Factorized Neural Radiance Field with Depth Covariance Function for Dense RGB Mapping
real-time neural implicit mapping and depth estimation
摘要
评审与讨论
This paper introduces a dense RGB Neural SLAM system utilizing a TensorRF NeRF representation, referred to as "Factorized Neural Radiance Field" in the paper, and incorporates a depth covariance method for depth guidance. The authors assert that their proposed FMapping can perform real-time, high-fidelity dense map reconstruction and achieves quality comparable to RGB-D SLAM systems.
优点
- The motivation behind this work is well-founded. The issues addressed, such as unstable initial pose tracking due to poor initial mapping and the challenge of real-time dense mapping while striving for high-quality maps, are valid concerns.
- The exploration of advanced NeRF structures, such as TensorRF, shows promise for more efficient optimization.
- Leveraging depth estimation for RGB dense SLAM to expedite convergence is a reasonable approach.
缺点
- The paper's evaluation results lack conviction. There is a notable absence of visualizations for the reconstructed 3D map, 2D novel view synthesis, and pose trajectories. Moreover, there is no 3D metric evaluation of scene reconstruction quality. The solitary 2D metric in Table 1 raises suspicion. The lack of per-scene evaluation results for Orbeez-SLAM and the methodology for averaging results need clarification. The discrepancy in iMAP's PSNR compared to NICE-SLAM, even inferior to the RGB version of NICE-SLAM, requires an explanation.
- The paper should clarify the procedure used to measure speed. It appears that NICE-SLAM is already slow, but the proposed method is even slower. This conflicts with the claim of being "more efficient than other RGB-D methods." Identifying the bottleneck responsible for this discrepancy is essential.
问题
- Please provide more evaluations according to comments on weaknesses.
- Please explain the bottleneck of the proposed method in efficiency.
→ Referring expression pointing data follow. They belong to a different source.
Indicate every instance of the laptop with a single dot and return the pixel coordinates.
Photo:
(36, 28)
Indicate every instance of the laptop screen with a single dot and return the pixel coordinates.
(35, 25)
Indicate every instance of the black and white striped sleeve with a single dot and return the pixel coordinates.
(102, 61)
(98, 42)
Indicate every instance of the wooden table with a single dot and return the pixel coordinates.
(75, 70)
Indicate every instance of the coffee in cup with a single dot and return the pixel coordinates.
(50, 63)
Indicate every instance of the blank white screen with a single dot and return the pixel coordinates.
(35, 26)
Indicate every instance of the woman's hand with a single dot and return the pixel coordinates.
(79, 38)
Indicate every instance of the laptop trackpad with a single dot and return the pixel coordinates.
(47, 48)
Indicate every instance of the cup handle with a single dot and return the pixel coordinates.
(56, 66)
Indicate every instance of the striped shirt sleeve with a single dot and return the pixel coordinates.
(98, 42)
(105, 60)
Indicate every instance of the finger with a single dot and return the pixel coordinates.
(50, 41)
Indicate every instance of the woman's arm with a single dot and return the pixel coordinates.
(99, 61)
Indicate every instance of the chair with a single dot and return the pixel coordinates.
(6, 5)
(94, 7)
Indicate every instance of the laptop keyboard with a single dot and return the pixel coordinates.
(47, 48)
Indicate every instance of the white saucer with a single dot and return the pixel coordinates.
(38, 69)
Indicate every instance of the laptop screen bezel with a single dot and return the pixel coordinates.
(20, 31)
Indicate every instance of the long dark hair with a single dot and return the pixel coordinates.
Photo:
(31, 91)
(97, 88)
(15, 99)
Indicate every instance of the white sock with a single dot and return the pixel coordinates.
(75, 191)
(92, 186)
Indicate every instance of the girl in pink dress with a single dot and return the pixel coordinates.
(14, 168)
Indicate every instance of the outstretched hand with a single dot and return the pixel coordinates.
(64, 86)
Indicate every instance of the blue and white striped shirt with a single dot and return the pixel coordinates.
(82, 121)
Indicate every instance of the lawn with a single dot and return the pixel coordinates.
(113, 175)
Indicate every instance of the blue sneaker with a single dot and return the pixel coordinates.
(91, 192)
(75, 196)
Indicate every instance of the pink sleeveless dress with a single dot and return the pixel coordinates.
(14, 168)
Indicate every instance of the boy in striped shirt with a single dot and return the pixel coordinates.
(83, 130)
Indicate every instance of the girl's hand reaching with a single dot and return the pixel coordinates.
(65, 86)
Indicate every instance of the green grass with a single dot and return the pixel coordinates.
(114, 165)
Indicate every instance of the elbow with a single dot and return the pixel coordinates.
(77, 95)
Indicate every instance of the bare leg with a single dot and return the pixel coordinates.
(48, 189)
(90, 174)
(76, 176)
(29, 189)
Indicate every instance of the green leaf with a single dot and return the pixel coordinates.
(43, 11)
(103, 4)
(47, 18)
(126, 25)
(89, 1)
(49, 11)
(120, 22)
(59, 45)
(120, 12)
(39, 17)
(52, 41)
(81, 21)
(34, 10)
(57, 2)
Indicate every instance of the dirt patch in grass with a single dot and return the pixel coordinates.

The work proposes a method for fast and accurate SLAM problem using neural radiance fields and signed distance fields. It incorporates covariance estimation of the depth estimates, and build a two-stage method. The resulting map is fast and memory efficient, largely owing to the factorization approaches from recent NeRF formulations.
优点
The paper introduces an interesting framework that incorporates depth uncertainty into better pose estimation and mapping. They claim they reach photometric and geometric accuracy comparable to RGB-D cases, but using RGB only.
缺点
The overall structure is not polished, and need further revisions. In high level, the abstract is too long and vague, and the method, separated into section 2 and 4, is not easy to follow. The figures miss labels or clear definitions on what is shown. Many of the variables in equations are not defined or defined later in the text. The results are limited, which is only a single page. In detail, the reference citations often times require additional paranthesis, some sentences are incomplete, and many of the procedures are hard to understand. The incompleteness of the writing is the main concen about the paper.
Minor typos:
- Page 2 "on-the-fly continue learning phases" -> on-the-fly continual learning phases
- Page 2 "with no poses provide" -> with no poses provided
- Figure 2 "Color Residule" -> Color Residual
- In Section 3, many of references may need to be put into the paranthesis, as they are not read as part of sentences. There are so many of them, so I cannot list them all here.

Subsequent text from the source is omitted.